Menjaga Tradisi Orang Bajo
Kedekatan
emosional masyarakat Bajo dengan sumberdaya laut memunculkan tradisi mamia
kadialo. Tradisi mamia kadialo berupa pengelompokan orang ketika
ikut melaut jangka waktu tertentu dan perahu yang digunakan. Ada
tiga kelompok tradisi ini: palilibu, bapongka, dan sasakai.
Palilibu adalah
kebiasaan melaut menggunakan perahu soppe yang digerakkan
dayung. Melaut hanya dalam satu atau dua hari dan kembali ke permukiman
menjual hasil tangkapan dan sebagian dinikmati bersama keluarga.
Bapongka (babangi) adalah
kegiatan melaut selama beberapa minggu bahkan bulanan menggunakan perahu
besar berukuran kurang lebih 4×2 meter disebut leppa atau sopek. Kegiatan
ini sering mengikutsertakan keluarga, seperti istri dan anak-anak,
bahkan ada yang melahirkan di atas perahu.
Sasakai,
yaitu kebiasaan melaut menggunakan beberapa perahu selama beberapa bulan dengan
wilayah jelajah antar pulau. Selama kelompok menjalani mamia kadialo (melaut)

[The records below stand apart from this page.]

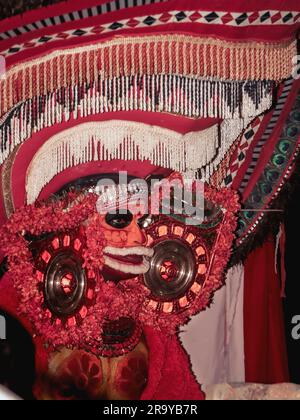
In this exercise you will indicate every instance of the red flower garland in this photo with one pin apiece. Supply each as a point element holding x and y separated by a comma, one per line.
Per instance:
<point>112,301</point>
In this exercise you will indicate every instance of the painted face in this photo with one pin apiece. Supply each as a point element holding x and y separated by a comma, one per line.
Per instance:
<point>125,255</point>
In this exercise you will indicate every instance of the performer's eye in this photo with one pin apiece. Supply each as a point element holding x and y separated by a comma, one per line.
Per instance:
<point>145,221</point>
<point>119,221</point>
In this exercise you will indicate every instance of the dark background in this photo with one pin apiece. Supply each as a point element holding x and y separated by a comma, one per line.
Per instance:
<point>12,7</point>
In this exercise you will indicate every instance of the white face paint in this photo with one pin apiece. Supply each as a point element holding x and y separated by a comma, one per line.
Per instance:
<point>133,260</point>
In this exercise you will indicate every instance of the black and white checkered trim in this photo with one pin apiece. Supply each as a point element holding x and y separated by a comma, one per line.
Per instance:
<point>110,6</point>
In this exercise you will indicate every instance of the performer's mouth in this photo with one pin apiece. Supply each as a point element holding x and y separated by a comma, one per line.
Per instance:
<point>133,260</point>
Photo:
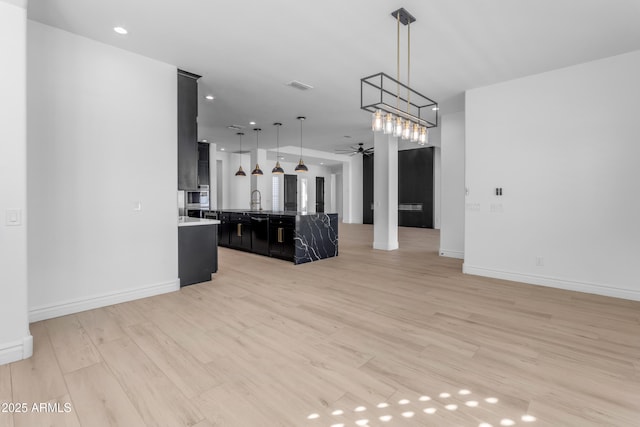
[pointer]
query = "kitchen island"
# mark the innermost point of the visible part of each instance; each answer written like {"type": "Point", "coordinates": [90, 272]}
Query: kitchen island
{"type": "Point", "coordinates": [293, 236]}
{"type": "Point", "coordinates": [197, 249]}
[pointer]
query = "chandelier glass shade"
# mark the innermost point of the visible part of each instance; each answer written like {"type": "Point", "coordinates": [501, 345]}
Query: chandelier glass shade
{"type": "Point", "coordinates": [257, 170]}
{"type": "Point", "coordinates": [240, 172]}
{"type": "Point", "coordinates": [396, 108]}
{"type": "Point", "coordinates": [301, 167]}
{"type": "Point", "coordinates": [277, 170]}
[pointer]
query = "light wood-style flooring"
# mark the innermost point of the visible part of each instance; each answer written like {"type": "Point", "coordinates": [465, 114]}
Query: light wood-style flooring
{"type": "Point", "coordinates": [373, 338]}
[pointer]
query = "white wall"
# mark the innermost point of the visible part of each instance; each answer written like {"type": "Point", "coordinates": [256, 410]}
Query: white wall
{"type": "Point", "coordinates": [101, 142]}
{"type": "Point", "coordinates": [352, 190]}
{"type": "Point", "coordinates": [563, 145]}
{"type": "Point", "coordinates": [236, 190]}
{"type": "Point", "coordinates": [15, 340]}
{"type": "Point", "coordinates": [452, 184]}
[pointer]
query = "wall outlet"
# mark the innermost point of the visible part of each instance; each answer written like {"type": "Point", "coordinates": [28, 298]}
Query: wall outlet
{"type": "Point", "coordinates": [13, 217]}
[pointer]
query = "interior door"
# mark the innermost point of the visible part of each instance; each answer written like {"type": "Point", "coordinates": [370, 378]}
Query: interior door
{"type": "Point", "coordinates": [291, 193]}
{"type": "Point", "coordinates": [319, 194]}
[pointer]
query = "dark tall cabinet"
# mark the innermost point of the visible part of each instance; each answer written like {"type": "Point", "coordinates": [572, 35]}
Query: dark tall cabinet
{"type": "Point", "coordinates": [203, 163]}
{"type": "Point", "coordinates": [291, 193]}
{"type": "Point", "coordinates": [187, 130]}
{"type": "Point", "coordinates": [415, 188]}
{"type": "Point", "coordinates": [319, 194]}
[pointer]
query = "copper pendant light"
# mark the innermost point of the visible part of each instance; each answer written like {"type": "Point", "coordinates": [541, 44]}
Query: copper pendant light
{"type": "Point", "coordinates": [257, 171]}
{"type": "Point", "coordinates": [277, 170]}
{"type": "Point", "coordinates": [240, 171]}
{"type": "Point", "coordinates": [301, 166]}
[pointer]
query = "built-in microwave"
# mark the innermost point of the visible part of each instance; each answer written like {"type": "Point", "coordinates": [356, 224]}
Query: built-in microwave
{"type": "Point", "coordinates": [198, 199]}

ada pantangan bagi keluarga yang ditinggal maupun mereka yang melaut.
Pantangan (Pamali)
Pantangan itu,
antara lain dilarang membuang ke perairan laut seperti, air cucian teripang,
arang kayu atau abu dapur, puntung dan abu rokok, air cabai, jahe dan air
perasan jeruk, dan larangan mencuci alat memasak (wajan) di perairan laut.
Air cucian
maupun bahan-bahan ini hendaknya ditampung dan dibuang di daratan. Ada pula
pantangan memakan daging penyu, jika dilanggar bisa mendatangkan malapetaka,
bencana badai, gangguan roh jahat bahkan tidak mendapatkan hasil apa-apa di
laut. Penyu dipercaya banyak menolong manusia yang mengalami musibah, karena
itu satwa ini tidak boleh dibunuh. “Masyarakat Bajo, khusus generasi tua, masih
mempercayai gugusan karang tertentu sebagai tempat bersemayam arwah para
leluhur.
Orang tua
melarang anggota keluarga menangkap ikan dan biota lai di sekitar gugusan
karang, kecuali terlebih dahulu melakukan ritual tertentu dengan menyiapkan
sajian bagi leluhur.” “Berbagai pantangan itu mengandung nilai pelestarian
ekosistem perairan laut dan pesisir.”
Kedekatan
masyarakat Bajo dengan laut dan pesisir memungkinkan mereka memiliki berbagai
pengetahuan lokal tentang gejala-gejala alam. Di tengah kerusakan atmosfer
bumi, ada gejala alam dan tanda-tanda atmosfer yang masih digunakan masyarakat
Bajo saat melaut.
Perairan
terumbu karang dikenal dari gejala-gejala seperti, permukaan laut sekitar cukup
tenang, arus kurang kencang, banyak buih atau busa putih dan bau anyir, dan
ketika dayung perahu berdesir saat berperahu. Gugusan karang dapat dikenal dari
kilauan cahaya bulan pada malam hari. Peralihan pasang surut alir laut pada
siang hari, ketika burung elang turun mendekati permukaan air laut pertanda air
mulai surut.
Pengetahuan
masyarakat terhadap gejala alam ini, katanya, memiliki nilai ekologis. Terumbu
karang, antara lain sebagai penahan arus dan gelombang. Tak heran, di
sekitar kawasan itu yang cukup tenang. Kilauan cahaya bulan akibat pantulan
permukaan air cukup tenang.
Aktivitas
burung elang mendekati permukaan laut karena ketika air surut lebih banyak
tampak biota laut yang menjadi mangsa burung elang. “Walau perkembangan ilmu
pengetahuan makin maju namun pengetahuan lokal tentang gejala alam yang
dimiliki masyarakat Bajo masih menjadi acuan bagi mereka dalam menjalani
kehidupan di laut
Rumah panggung Suku Bajo, yang terpisah dari daratan. Mereka
tak ingin ada jembatan yang menghubungkan antara daratan dan laut, antara lain
khawatir bedampak buruk bagi lingkungan sekitar.